Frankie snorted. “My idea of a good time was dreaming up new kinds of chocolate bars, experimenting with flavors, fighting my way into new markets. Watching my bank account go up and up and up until I knew I would never have to return to Finglas.”
“But you did return to Finglas. You built that cooking school that’s free to kids like us.”
“I never set foot in it. I sent people I trusted to make it happen. When I got on the plane to Philadelphia, I made myself a promise that I would leave that life behind me. Even for a good cause, I wasn’t going back again.”
He dropped the sled’s rope and cupped her shoulders in his big hands. “I know it was hard for you. Your da was a right bastard, and your ma had all those kids to take care of. But we had some good times there in Finglas, you and I.”
“Once you got the scholarship for the training academy, you were gone, and I hoped to God you wouldn’t be coming back.” She hadn’t realized how hard it would be without Liam there. Not only because he always had her back, but because he had never once laughed at her dreams. “I missed the hell out of you.”
He pulled her into his arms, cradling her head against his chest. “Ah, God, I would lie on my hard cot in the academy digs at night, aching to see you, to hear your voice. It was like my heart had been ripped out and left behind.”
She did it again. Allowed herself to lean into his strength before she lifted her head out of his supporting hand and looked him in the eye with a wry smile. “A pathetic pair we were, then.”

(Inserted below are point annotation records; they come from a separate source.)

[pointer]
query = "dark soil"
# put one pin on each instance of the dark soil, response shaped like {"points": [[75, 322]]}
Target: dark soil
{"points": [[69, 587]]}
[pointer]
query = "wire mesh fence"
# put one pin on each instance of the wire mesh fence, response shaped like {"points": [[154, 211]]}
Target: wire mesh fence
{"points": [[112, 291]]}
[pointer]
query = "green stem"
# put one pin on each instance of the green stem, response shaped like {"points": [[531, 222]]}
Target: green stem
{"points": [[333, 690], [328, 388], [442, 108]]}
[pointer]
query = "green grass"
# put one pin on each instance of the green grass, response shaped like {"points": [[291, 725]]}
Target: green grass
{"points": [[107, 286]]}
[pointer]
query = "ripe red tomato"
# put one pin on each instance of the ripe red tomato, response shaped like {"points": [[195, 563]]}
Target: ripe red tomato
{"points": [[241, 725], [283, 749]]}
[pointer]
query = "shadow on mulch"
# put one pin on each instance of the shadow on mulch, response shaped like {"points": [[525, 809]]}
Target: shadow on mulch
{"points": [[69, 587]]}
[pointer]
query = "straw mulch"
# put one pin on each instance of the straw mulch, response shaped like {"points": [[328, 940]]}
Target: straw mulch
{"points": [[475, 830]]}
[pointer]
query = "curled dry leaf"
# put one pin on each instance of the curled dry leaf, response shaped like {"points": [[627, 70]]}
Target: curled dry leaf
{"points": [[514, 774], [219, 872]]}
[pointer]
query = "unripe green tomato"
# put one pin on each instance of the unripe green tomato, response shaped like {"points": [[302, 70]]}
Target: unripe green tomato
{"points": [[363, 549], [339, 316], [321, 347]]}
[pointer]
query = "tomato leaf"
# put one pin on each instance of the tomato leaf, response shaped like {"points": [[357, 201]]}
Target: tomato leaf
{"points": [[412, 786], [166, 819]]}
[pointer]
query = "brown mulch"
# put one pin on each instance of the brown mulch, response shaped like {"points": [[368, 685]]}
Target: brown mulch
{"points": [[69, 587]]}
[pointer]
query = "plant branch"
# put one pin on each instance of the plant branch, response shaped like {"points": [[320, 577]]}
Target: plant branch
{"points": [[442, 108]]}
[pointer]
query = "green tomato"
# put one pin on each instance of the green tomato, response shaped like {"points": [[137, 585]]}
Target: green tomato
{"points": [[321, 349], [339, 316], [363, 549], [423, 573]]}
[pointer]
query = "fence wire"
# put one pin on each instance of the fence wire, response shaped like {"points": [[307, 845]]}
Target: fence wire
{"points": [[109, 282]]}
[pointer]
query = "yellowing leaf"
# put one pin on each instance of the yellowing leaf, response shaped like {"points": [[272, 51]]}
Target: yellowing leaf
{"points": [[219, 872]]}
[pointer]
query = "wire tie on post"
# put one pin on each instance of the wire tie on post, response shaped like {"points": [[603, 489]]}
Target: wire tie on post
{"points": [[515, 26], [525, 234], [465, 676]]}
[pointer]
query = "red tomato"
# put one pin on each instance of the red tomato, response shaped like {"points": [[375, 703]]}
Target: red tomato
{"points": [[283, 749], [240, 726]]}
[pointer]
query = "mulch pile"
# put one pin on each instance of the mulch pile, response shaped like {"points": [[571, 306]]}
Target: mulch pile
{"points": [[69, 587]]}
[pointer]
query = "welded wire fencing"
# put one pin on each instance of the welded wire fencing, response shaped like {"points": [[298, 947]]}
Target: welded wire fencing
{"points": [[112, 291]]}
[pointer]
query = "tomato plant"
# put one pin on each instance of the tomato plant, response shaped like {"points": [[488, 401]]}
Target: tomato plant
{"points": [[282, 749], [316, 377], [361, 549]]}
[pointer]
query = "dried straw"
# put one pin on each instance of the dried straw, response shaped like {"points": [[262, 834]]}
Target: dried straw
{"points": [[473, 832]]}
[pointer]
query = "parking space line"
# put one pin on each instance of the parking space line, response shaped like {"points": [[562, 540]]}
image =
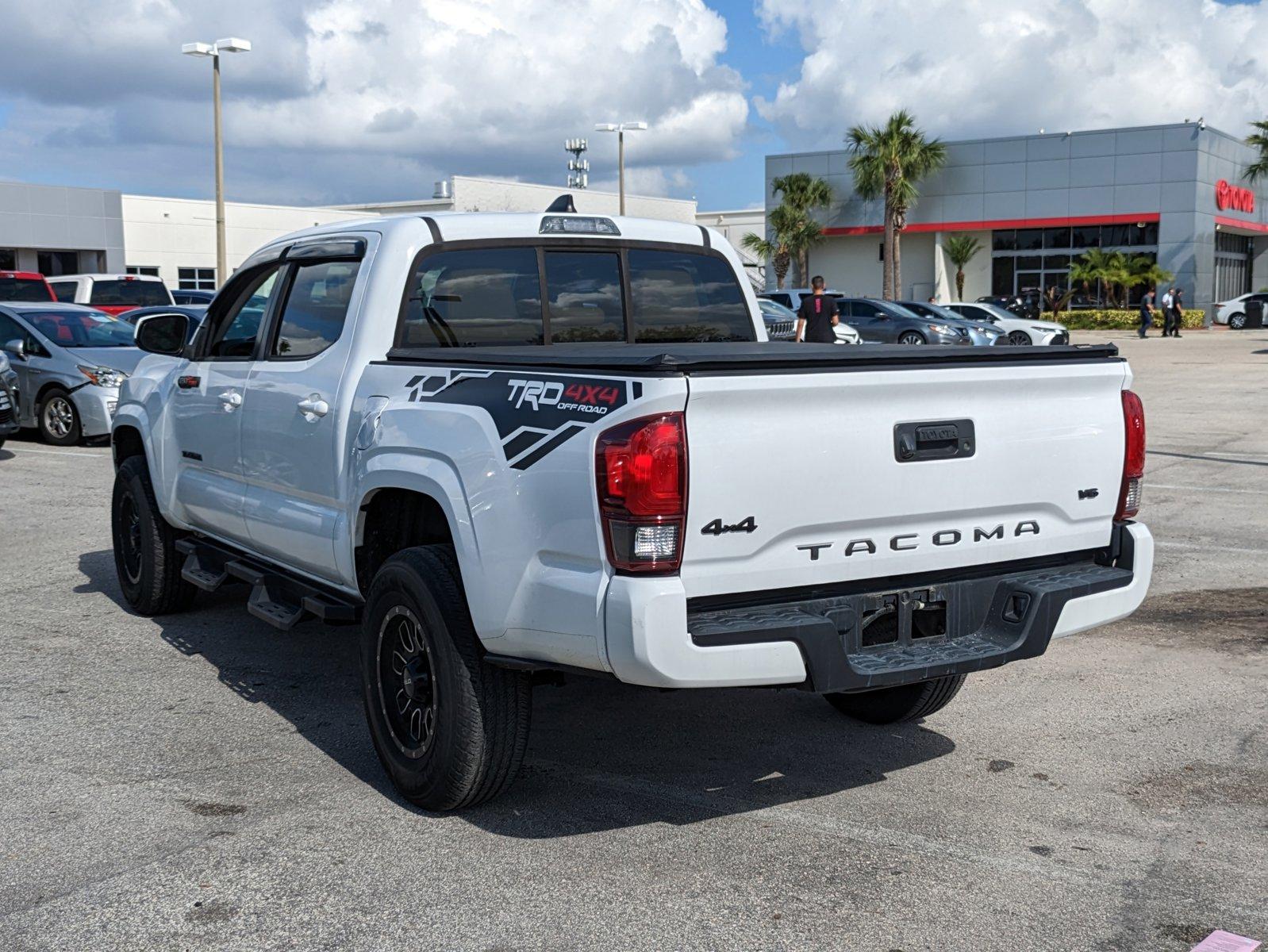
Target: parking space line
{"points": [[1206, 488], [59, 453], [1198, 547]]}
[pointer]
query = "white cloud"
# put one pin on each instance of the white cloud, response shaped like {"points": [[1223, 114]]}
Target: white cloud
{"points": [[362, 99], [989, 67]]}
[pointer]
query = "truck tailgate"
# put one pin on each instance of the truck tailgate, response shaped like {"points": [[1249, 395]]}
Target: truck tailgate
{"points": [[801, 478]]}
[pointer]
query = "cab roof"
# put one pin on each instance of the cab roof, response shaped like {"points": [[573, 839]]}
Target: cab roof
{"points": [[473, 226]]}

Instead of laughing, his mouth went thin with anger. “Don’t dismiss what we felt for each other. It was a powerful thing for the good, not a weakness in us.”
“It hurt so badly that I wasn’t sure I would live through it.” She’d never told another soul how close she’d been to giving up in the months after Liam had gone off to seek his bright future. She’d walked the dirty, cracked sidewalks beside the walls covered in obscene graffiti and wondered if she would ever claw her way out.